Vale la pena recordar que no es un invento del Gobierno federal actual, sino que es de ese tipo de acuerdos que rebasan un sexenio por su complejidad misma. Se concibió casi al inicio del siglo y concretó su primera fase en enero de 2006; comenzó a ampliarse dos años después y a mediados de 2012 México -si bien ya estaba en conversaciones previas- a invitación del Presidente de Estado Unidos, se toma la decisión de incorporarse a las negociaciones comerciales, que concluyen este pasado 8 de octubre. Los integrantes son: EUA, Canadá, Japón, Perú y Chile; Malasia, Singapur, Vietnam, Australia, Nueva Zelanda y Brunei.

Todo ello viene a cuento, porque tras el anuncio del Gobierno de Peña Nieto, surge una oposición al TPP con el argumento de que no fueron consultados todos los actores sectoriales en este proceso y que no se han analizado suficientemente todas las aristas, que como todo acuerdo de esta naturaleza contempla: económicas, comerciales, de inversión que, en efecto, si lo apreciamos en su conjunto, se podrán poner sobre la mesa muchas dudas de qué hacer en determinadas materias y cuál sería su impacto en las áreas productivas. Que solo se hace por seguirle el juego a EU contra China. Simplista argumento.
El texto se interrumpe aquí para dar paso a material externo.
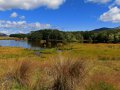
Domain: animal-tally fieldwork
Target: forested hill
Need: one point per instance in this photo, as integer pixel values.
(102, 35)
(2, 34)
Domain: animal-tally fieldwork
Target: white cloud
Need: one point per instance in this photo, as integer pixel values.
(14, 15)
(29, 4)
(9, 27)
(113, 15)
(117, 2)
(22, 17)
(99, 1)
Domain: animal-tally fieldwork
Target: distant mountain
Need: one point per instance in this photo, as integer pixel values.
(103, 29)
(2, 34)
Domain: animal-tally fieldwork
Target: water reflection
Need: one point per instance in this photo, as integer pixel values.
(21, 43)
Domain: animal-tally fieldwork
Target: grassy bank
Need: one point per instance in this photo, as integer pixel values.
(6, 38)
(71, 67)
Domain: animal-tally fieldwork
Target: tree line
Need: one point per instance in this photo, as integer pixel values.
(100, 36)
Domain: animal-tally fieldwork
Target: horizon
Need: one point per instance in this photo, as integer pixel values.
(65, 15)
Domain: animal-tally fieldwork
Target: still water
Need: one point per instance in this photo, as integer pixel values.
(21, 43)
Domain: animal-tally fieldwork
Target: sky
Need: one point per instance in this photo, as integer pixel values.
(23, 16)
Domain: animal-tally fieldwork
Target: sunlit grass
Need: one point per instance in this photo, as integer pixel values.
(101, 67)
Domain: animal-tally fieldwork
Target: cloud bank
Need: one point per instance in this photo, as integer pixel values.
(29, 4)
(99, 1)
(9, 27)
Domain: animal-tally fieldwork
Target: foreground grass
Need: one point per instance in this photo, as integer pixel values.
(71, 67)
(6, 38)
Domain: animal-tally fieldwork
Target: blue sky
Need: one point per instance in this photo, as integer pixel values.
(23, 16)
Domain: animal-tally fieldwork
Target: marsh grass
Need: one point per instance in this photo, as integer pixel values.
(68, 69)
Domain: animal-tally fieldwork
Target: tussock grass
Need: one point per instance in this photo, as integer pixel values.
(84, 66)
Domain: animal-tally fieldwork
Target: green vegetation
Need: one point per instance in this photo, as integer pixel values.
(73, 66)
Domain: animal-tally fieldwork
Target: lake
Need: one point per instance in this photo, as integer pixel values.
(20, 43)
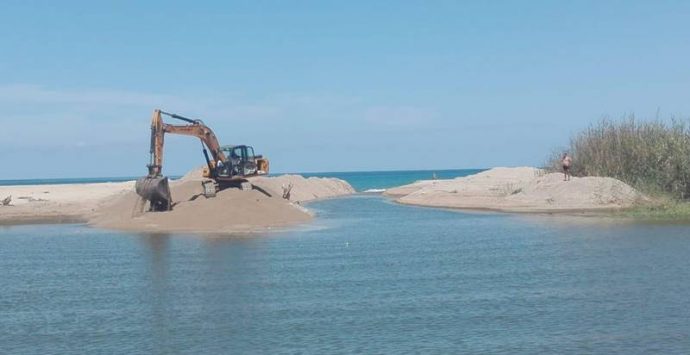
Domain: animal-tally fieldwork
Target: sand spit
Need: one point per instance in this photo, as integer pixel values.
(116, 206)
(57, 203)
(521, 189)
(233, 210)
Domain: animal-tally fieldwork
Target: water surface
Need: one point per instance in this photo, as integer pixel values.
(367, 276)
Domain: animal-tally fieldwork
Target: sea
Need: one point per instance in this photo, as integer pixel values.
(367, 276)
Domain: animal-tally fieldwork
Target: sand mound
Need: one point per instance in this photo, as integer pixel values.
(233, 210)
(521, 189)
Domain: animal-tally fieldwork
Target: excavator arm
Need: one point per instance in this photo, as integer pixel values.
(194, 128)
(154, 187)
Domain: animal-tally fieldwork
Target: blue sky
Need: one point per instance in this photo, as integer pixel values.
(326, 85)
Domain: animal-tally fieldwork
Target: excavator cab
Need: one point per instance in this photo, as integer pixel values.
(227, 164)
(241, 161)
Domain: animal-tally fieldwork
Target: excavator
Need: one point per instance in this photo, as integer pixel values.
(228, 165)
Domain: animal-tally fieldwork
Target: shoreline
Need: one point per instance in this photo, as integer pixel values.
(115, 206)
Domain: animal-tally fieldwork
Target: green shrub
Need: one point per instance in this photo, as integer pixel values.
(652, 156)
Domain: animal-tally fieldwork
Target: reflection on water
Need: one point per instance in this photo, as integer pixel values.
(370, 277)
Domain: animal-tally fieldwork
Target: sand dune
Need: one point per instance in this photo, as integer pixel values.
(521, 189)
(116, 206)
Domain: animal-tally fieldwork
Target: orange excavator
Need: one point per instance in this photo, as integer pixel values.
(226, 166)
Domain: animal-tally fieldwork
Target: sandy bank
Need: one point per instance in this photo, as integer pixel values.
(57, 203)
(521, 189)
(116, 206)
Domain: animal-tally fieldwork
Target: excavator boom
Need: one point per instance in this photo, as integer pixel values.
(155, 187)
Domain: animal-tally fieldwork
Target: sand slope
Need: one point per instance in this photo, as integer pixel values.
(57, 203)
(116, 206)
(521, 189)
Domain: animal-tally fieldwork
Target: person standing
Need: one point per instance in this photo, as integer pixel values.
(566, 162)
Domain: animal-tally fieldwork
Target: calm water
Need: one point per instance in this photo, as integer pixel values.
(368, 276)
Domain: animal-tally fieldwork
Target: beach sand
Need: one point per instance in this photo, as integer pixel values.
(116, 205)
(522, 189)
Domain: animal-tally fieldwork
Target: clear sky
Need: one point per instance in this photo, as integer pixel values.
(329, 85)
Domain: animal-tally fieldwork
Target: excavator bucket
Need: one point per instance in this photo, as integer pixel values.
(156, 191)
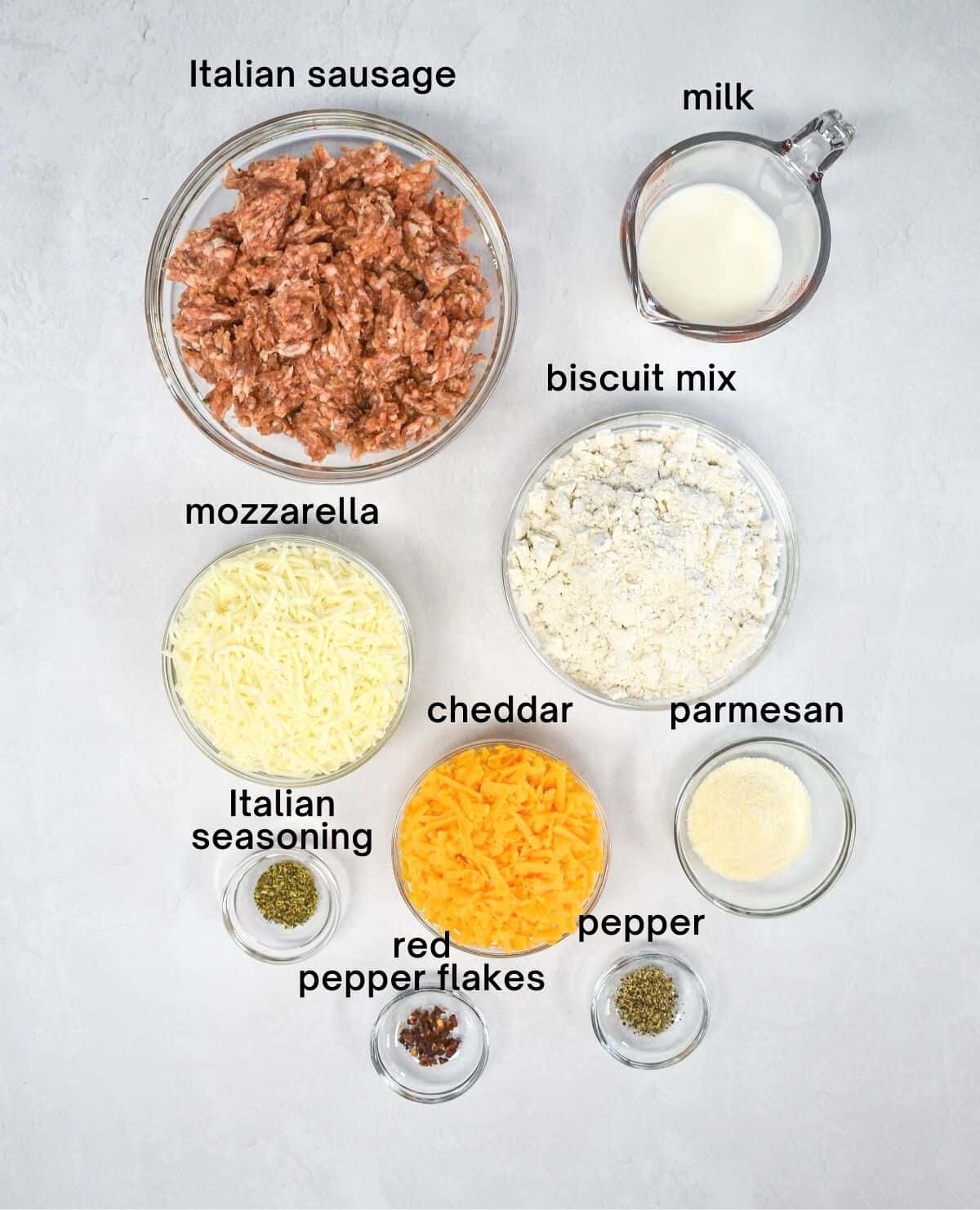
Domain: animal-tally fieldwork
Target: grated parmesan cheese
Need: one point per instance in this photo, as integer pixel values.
(291, 659)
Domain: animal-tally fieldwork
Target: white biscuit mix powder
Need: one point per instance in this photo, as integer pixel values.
(643, 563)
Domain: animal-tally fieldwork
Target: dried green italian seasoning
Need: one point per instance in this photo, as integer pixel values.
(287, 895)
(646, 1001)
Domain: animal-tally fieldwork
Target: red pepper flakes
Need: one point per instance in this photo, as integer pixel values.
(429, 1036)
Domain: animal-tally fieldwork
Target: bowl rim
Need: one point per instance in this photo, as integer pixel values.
(840, 862)
(190, 727)
(588, 907)
(329, 121)
(323, 873)
(761, 478)
(651, 955)
(437, 1096)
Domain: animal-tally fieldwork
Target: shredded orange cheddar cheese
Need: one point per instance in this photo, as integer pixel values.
(502, 846)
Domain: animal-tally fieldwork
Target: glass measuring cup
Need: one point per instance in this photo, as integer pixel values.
(782, 178)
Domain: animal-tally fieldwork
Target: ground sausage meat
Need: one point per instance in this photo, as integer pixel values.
(336, 302)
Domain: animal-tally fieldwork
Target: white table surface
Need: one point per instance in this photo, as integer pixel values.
(145, 1060)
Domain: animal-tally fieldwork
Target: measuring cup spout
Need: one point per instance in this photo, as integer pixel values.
(822, 142)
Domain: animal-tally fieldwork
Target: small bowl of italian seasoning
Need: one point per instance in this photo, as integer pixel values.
(650, 1009)
(429, 1044)
(281, 905)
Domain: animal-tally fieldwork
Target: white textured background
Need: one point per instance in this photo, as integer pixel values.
(143, 1059)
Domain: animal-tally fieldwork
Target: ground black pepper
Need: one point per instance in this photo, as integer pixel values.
(646, 1001)
(429, 1036)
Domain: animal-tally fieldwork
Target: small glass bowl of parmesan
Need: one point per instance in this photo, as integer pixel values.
(288, 661)
(764, 845)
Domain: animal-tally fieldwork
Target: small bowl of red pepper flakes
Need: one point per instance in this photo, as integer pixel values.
(430, 1044)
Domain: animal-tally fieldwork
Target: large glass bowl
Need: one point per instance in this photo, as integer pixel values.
(774, 506)
(434, 926)
(198, 737)
(814, 872)
(203, 195)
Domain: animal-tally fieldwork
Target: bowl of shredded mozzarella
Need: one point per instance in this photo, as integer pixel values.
(288, 661)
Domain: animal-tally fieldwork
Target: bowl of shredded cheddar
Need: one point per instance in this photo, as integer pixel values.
(502, 846)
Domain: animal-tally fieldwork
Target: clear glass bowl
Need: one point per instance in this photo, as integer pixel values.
(774, 506)
(495, 953)
(188, 722)
(203, 195)
(650, 1051)
(261, 938)
(814, 872)
(404, 1074)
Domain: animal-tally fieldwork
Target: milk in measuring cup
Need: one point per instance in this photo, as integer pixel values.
(710, 254)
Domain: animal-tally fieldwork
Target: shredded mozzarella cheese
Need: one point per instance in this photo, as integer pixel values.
(292, 659)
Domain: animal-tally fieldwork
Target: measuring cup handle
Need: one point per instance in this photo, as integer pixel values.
(813, 149)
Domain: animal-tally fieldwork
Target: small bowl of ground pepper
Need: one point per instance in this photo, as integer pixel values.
(430, 1046)
(650, 1009)
(282, 905)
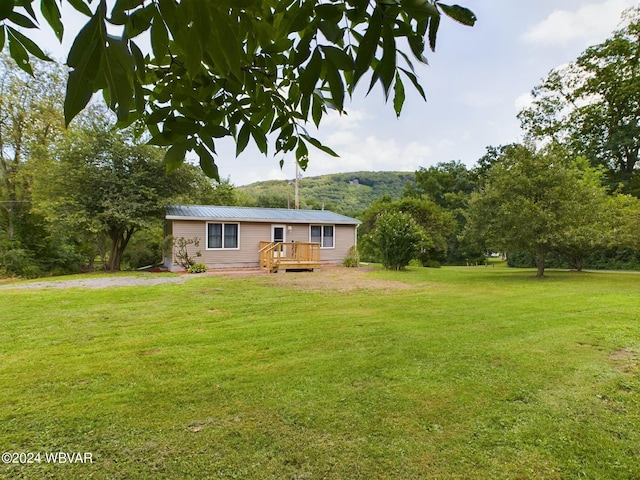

¿Cuál hubiese sido la reacción si México no aprovechara esta oportunidad, aunque sea de los beneficiarios más débiles de entre varios? Creo que los antagonistas también hubiesen desplegado una campaña por no haberlo hecho.

Las críticas son bienvenidas y algunos otros colegas opinadores decían, con toda razón, que si nos seguimos oponiendo a todo, sólo por el hecho de que es una propuesta de este Gobierno, aunque viene desde hace varios años, no habría proyectos que llevar a cabo; caeríamos en especie de inanición de acción.

Hoy resulta que en casi nada estamos de acuerdo, sin tomar en cuenta que vivimos otro momento de la economía global, con nuevos protagonistas y en una permanente transformación, en el que hay que actuar. No se puede avanzar con recetas que no se toman en cuenta estos elementos. El mundo es de riesgos y hay que afrontarlos en activo y no de manera pasiva.

Si ello sirve para replantear las estrategias a seguir, entre ellos, la demanda general de la revisión del TLC (Tratado Trilateral de América del Norte) adelante. Por lo pronto, creo el Congreso y en particular el Senado, deberán sacar adelante este TPP.